The Organization of Petroleum Exporting Countries, which agreed to reduce output by 4 percent last month, may postpone further reduction plans at a meeting in Vienna as prices return close to US$50 a barrel.
"Fifty dollars a barrel is not the time to be expecting another cut in production," said Daniel Yergin, the chairman of Cambridge Energy Research Associates and Pulitzer-Prize winning author of The Prize: The Epic Quest for Oil, Money & Power. He spoke in an interview yesterday in Davos, Switzerland.
PHOTO: AFP
Ministers from Kuwait, holder of the OPEC presidency, the United Arab Emirates, Iran, Venezuela and Indonesia this week all said OPEC should maintain the current quotas. The Saudi oil minister, Ali al-Naimi, in Davos, yesterday declined to comment on prospects for the Jan. 30 Vienna meeting. The 11-member group pumps more than a third of the world's oil.
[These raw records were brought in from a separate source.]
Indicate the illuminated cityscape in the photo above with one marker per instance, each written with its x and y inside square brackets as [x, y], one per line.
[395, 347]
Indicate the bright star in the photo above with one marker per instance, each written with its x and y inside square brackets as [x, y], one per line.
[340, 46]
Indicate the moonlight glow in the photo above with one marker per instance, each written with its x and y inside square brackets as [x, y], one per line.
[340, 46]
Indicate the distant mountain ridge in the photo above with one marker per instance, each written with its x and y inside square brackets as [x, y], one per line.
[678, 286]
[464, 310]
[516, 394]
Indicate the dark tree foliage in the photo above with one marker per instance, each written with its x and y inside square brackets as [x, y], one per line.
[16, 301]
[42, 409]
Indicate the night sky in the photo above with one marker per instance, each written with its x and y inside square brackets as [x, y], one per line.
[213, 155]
OPEC will gather after the output cuts and cold weather in Europe and the US caused New York oil to reach US$49.75 a barrel this week, up 44 percent from a year earlier. The International Monetary Fund in November lowered its forecast for world economic growth this year to 4 percent, from 4.3 percent, citing oil.
Crude oil for March delivery rose as much as 40 cents, or 0.8 percent, to US$49.18 a barrel in after-hours electronic trading on the New York Mercantile Exchange. It traded at US$48.92 a barrel at 12:21pm Singapore time.
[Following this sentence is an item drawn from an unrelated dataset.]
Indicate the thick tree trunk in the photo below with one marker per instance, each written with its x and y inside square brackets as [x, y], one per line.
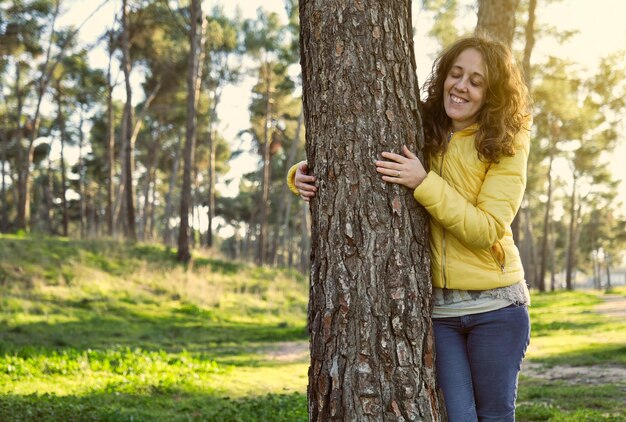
[372, 353]
[496, 18]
OPEC this month has lowered output by 800,000 barrels a day to 29.6 million a day, according to estimates from Geneva-based consultant PetroLogistics Ltd, which assesses supply by tracking tankers. OPEC forecasts that members need to pump 27.7 million barrels a day in the second quarter to meet demand, almost 2 million less than current output.
Kuwaiti oil minister and OPEC president Sheikh Hamad Fahd al-Sabah said the group may have to reduce output at its next meeting, in March in Iran, the state-run Kuwait News Agency said yesterday.
"The question is when do they act," said Roger Diwan, managing director at the Washington-based energy consultant PFC Energy.
He said a reduction of 1 million to 1.5 million barrels a day may come in the second quarter to balance supply and demand.
The group at the Vienna meeting may announce a supply cut that starts April 1, subject to a confirmation in March, Diwan said.
Iraqis go to the polls on the same day as the OPEC meeting for the first national elections since the US-led overthrow of former president Saddam Hussein. Car bombings and kidnappings targeting Iraqis participating in the election have increased in recent weeks.
Iraq's oil production averaged 2 million barrels a day last year.
"It doesn't look like the insurgents have any intention of stopping," said Adam Sieminski, an oil strategist at Deutsche Bank AG in London.
"In the short run, what the Iraqi government and oil ministry would like to do is just keep production somewhere in the range of 2 million to 2.5 million barrels a day," he said.